THE BOOK OF THE WEST
THE BOOK OF THE WEST
—————
A Hill-Top Adventure
BULLETS whistled about my ears as I leapt from my horse on Cutknife Hill. The Indians had us neatly ringed in, as once they used to trap the buffalo. Puffs of smoke rose from the gully on our left, from the gully on our right, from the creek-bed in our rear, from the ridge beyond the gully on each hand. Man after man fell, killed or wounded. The friend who had shared his supper with me, the night before, lay dead, a bullet through his head. The next bullet might go through mine. For five long hours the painted braves kept up the zip-zip-zip, shooting us down like rabbits. It was my first adventure in the West,—and the last of its kind the West will ever know.
That little war of 1885 was the Great Divide of Western History. It marked an end and a beginning. The rising on the Saskatchewan was the last volcanic outbreak of the fire primeval, the savage spirit of the old Wild West.

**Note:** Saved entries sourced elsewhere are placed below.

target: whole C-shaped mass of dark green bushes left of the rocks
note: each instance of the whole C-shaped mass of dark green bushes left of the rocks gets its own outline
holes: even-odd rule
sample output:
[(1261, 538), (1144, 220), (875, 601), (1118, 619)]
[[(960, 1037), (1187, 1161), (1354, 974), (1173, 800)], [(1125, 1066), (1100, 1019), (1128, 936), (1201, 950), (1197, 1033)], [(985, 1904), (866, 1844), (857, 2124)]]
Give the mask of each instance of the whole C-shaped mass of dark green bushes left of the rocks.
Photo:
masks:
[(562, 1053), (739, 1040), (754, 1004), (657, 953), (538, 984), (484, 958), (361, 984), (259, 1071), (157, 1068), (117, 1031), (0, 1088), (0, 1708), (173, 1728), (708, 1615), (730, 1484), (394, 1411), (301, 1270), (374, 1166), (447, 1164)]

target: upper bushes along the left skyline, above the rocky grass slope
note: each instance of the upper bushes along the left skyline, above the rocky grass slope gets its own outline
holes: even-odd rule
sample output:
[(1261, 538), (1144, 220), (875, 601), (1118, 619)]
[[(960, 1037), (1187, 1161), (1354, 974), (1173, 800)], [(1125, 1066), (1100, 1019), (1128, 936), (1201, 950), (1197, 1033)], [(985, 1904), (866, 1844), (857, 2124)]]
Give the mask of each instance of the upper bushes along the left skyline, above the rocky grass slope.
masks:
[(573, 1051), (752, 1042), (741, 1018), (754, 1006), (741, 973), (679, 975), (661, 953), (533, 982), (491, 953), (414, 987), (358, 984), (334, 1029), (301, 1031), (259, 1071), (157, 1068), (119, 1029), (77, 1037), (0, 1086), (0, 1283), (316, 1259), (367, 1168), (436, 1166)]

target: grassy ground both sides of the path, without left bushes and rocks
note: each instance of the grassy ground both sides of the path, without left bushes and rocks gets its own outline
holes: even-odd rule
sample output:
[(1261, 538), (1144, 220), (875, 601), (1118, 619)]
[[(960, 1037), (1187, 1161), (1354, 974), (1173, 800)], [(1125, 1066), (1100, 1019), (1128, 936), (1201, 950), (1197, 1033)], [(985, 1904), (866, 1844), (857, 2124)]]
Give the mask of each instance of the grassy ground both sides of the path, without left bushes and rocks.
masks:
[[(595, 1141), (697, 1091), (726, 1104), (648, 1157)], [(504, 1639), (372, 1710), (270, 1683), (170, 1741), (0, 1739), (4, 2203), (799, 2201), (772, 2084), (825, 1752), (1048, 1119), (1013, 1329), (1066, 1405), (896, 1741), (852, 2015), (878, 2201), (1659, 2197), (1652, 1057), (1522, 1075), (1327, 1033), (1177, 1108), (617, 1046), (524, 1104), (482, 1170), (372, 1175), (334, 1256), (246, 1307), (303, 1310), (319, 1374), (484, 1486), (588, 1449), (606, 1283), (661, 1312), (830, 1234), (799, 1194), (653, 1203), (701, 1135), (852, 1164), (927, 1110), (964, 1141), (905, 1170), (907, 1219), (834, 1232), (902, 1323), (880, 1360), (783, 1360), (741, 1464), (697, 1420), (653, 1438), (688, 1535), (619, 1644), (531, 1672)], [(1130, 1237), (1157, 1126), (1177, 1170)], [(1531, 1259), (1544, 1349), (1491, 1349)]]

With the suppression of that rising, the fire was quenched for ever. The old times ended; our own new times began.
Standing on the Great Divide of the Rocky Mountains we see, looking back, the long road we have travelled up from the Atlantic, and then, looking forward, the long road stretching down to the Pacific. So, looking back from the Great Divide of Western History, we see a moving picture of romance, of wonderful discovery, of long-drawn struggle against fearful odds; a picture brightened with heroic deeds, though darkened now and then by clouds of crime. [a]Life Full of Adventure] Then, looking forward, we see the moving picture of our modern West, the inrushing flood of humanity, these forty years of peace and safety, of swift transformation from a hunter’s wilderness to a land of a million homes, of marvellous, though unsatisfying, progress.
This picture too is crowded with adventure, of many kinds. People are constantly having adventures without knowing it. They pass through life and think it dull because they have a dull habit of not looking at the thousand points of interest as they pass.